-
Notifications
You must be signed in to change notification settings - Fork 172
Description
Is your feature request related to a problem? Please describe.
Right now accessing workspace storage account data from within Databricks is a little convoluted (if there is an easier way please let me know!):
- Get the workspace storage account data lake endpoint and account key
- Put the account key in a Databricks Secret (or just use it directly in notebooks, although this is definitely not best practice).
- Access the storage account directly from dbutils, e.g.
spark.conf.set(
"fs.azure.account.key.<storage-account-name>.dfs.core.windows.net",
dbutils.secrets.get(scope="<scope-name", key="storage-account-access-key-name"))
df = spark.read.json("dbfs:/databricks-datasets/iot/iot_devices.json")

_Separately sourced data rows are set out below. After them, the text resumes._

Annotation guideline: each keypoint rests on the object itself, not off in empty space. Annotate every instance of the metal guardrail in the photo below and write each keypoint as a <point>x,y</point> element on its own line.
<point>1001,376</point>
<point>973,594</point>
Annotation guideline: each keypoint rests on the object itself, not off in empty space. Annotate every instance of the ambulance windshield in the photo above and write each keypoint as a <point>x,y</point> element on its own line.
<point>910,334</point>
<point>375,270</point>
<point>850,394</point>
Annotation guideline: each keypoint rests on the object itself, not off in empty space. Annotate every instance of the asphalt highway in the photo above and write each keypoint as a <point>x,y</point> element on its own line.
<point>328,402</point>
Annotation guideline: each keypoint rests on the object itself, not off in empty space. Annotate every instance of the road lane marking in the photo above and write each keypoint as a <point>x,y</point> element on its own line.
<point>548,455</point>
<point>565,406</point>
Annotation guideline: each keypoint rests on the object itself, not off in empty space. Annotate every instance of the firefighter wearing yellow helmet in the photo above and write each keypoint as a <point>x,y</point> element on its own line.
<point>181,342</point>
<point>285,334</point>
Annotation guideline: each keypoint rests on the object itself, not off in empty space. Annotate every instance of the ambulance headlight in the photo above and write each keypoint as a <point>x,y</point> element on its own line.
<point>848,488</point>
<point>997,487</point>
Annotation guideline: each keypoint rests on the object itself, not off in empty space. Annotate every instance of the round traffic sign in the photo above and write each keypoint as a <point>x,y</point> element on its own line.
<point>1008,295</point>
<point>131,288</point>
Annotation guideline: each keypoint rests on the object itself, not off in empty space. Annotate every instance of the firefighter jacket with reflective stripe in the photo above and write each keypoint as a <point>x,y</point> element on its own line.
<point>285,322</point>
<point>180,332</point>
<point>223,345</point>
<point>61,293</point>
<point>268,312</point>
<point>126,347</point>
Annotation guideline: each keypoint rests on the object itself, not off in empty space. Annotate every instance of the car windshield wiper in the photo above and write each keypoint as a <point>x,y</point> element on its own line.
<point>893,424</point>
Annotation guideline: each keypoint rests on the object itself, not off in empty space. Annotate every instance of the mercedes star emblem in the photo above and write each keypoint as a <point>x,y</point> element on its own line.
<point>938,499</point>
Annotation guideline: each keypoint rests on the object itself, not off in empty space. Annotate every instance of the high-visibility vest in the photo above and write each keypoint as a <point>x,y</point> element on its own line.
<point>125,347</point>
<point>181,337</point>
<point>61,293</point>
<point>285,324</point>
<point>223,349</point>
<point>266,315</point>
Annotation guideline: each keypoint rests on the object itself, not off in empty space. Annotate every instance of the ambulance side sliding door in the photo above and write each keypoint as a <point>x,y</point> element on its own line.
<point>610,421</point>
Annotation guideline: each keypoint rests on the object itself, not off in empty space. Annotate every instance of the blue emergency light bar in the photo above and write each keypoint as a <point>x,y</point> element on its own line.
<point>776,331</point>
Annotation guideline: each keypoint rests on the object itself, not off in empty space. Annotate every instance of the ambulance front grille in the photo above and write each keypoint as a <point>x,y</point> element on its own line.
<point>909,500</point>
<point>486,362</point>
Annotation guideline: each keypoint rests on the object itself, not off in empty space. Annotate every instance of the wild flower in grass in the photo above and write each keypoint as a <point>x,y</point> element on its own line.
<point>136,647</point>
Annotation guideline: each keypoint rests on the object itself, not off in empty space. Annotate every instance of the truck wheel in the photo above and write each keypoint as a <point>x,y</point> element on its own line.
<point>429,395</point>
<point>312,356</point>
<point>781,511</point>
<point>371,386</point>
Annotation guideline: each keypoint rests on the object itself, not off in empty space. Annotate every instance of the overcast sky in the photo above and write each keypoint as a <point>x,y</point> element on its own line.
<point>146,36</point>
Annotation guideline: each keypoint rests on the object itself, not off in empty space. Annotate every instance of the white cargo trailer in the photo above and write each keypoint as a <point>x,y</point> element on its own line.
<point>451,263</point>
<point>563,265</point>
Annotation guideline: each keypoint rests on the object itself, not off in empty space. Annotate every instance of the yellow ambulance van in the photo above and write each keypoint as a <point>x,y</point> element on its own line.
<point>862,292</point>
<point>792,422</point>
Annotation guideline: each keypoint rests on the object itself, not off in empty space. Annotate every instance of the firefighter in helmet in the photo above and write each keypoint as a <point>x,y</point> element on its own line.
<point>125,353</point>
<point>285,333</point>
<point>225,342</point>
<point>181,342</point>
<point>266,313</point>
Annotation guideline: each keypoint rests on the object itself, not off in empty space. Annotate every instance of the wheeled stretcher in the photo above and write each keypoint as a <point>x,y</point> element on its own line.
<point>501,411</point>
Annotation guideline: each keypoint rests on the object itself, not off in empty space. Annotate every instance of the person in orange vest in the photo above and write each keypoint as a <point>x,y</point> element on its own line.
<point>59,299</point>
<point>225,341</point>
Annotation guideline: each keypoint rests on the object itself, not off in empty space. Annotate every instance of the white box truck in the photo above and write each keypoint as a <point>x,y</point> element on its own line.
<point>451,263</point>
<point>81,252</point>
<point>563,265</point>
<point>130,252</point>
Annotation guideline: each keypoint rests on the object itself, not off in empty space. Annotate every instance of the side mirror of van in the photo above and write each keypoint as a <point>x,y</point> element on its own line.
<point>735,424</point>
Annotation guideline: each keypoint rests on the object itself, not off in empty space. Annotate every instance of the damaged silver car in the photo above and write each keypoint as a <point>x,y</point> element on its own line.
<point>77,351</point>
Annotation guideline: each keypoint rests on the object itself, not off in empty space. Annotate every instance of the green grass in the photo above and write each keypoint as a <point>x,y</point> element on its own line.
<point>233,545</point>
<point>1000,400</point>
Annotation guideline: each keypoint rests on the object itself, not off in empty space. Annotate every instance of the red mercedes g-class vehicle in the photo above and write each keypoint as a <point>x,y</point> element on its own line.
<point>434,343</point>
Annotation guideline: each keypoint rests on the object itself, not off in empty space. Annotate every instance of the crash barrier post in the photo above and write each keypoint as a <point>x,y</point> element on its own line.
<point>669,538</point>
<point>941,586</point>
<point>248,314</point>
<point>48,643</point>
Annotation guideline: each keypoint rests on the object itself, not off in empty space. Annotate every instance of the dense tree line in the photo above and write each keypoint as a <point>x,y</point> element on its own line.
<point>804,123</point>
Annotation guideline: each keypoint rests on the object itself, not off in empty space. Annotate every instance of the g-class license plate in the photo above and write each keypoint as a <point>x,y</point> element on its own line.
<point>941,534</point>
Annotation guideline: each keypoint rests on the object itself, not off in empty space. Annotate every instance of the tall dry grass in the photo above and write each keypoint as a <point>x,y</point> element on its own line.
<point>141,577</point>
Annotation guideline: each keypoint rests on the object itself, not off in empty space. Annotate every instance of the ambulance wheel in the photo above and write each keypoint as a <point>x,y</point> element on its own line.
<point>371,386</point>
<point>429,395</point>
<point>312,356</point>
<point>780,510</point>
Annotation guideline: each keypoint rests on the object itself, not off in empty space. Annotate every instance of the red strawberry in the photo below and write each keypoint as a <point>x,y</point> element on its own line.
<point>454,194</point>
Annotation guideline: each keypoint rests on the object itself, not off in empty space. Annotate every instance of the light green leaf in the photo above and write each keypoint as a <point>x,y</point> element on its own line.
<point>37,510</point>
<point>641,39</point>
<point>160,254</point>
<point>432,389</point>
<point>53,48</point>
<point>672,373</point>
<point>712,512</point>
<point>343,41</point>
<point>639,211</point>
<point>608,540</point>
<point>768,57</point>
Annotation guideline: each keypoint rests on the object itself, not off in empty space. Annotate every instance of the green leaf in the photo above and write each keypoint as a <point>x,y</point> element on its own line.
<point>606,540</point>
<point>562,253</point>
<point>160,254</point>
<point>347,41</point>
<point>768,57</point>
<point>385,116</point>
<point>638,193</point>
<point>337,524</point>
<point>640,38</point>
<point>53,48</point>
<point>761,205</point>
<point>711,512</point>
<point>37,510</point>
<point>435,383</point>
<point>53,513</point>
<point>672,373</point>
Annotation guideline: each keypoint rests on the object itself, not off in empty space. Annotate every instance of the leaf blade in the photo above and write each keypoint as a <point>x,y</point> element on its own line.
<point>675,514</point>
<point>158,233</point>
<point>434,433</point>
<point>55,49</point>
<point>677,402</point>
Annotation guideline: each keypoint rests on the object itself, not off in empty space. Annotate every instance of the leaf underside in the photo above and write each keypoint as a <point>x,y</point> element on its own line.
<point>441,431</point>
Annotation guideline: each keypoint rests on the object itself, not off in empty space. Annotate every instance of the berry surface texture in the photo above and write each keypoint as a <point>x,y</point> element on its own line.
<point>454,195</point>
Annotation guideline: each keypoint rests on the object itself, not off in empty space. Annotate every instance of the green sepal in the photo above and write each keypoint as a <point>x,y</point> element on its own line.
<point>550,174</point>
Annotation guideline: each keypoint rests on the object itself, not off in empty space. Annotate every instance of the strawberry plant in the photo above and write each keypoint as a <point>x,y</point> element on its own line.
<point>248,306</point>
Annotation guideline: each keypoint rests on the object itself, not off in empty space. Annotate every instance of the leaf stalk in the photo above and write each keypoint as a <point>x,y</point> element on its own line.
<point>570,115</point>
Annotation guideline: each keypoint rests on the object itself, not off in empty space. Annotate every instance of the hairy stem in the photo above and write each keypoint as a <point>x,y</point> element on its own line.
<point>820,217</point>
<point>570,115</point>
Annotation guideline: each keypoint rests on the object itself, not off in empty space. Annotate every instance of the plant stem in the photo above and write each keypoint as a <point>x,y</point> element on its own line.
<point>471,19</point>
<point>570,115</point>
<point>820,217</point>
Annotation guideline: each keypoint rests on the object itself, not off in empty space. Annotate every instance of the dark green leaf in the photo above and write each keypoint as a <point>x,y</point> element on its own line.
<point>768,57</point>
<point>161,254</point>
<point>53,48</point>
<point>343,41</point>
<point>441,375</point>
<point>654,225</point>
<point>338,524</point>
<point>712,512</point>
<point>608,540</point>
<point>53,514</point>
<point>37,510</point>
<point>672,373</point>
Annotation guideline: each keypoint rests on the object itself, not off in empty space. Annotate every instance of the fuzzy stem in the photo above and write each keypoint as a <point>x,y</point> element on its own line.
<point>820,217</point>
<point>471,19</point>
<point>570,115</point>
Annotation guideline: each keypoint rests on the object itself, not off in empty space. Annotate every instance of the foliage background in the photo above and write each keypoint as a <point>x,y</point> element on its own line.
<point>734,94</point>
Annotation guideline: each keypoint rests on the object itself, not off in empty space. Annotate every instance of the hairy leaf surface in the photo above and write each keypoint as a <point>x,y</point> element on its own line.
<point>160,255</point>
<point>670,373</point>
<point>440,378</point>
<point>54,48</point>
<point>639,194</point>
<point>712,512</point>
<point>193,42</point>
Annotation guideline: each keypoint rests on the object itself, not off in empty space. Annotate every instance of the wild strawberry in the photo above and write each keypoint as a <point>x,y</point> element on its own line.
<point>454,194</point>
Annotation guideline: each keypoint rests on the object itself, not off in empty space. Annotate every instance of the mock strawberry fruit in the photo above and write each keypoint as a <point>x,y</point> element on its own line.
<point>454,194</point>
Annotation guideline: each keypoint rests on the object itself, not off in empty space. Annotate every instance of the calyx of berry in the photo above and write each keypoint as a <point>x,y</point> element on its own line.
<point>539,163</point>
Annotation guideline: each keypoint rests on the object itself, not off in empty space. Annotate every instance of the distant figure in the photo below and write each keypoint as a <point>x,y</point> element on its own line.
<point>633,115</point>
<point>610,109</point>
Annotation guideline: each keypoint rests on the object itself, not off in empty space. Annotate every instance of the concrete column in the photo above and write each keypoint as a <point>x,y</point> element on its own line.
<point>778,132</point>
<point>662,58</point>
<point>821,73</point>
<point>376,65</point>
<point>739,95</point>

Describe the solution you'd like
It would be a lot easier if the Databricks workspace service automatically created a Unity Catalog pointing to the datalake container.
This would require the following steps to be automated:
- Grant the Databricks managed identity Storage Blob Data Contributor on the workspace storage account.
- There is already a Databricks Credential set up to use the managed identity, so a new one does not need to be created.
- Create an External Location in Databricks Unity Catalog configured to access the
datalakecontainer in the workspace storage account (stgwsNNNN). - Create a Catalog in Unity Catalog configured to access the external location.
- All of the above steps can be performed via Terraform included in the Databricks Workspace Service (there is a first party terraform provider for databricks; their databricks CLI actually uses terraform internally to perform most of its functionality).
This would allow Databricks users to immediately start working with files/data in the datalake container.
Describe alternatives you've considered
Manually accessing the storage account via the code up above works, but is cumbersome and requires multiple manual steps/connections.
Additional context
Unity Catalog is the preferred method for Databricks to access cloud storage at this point.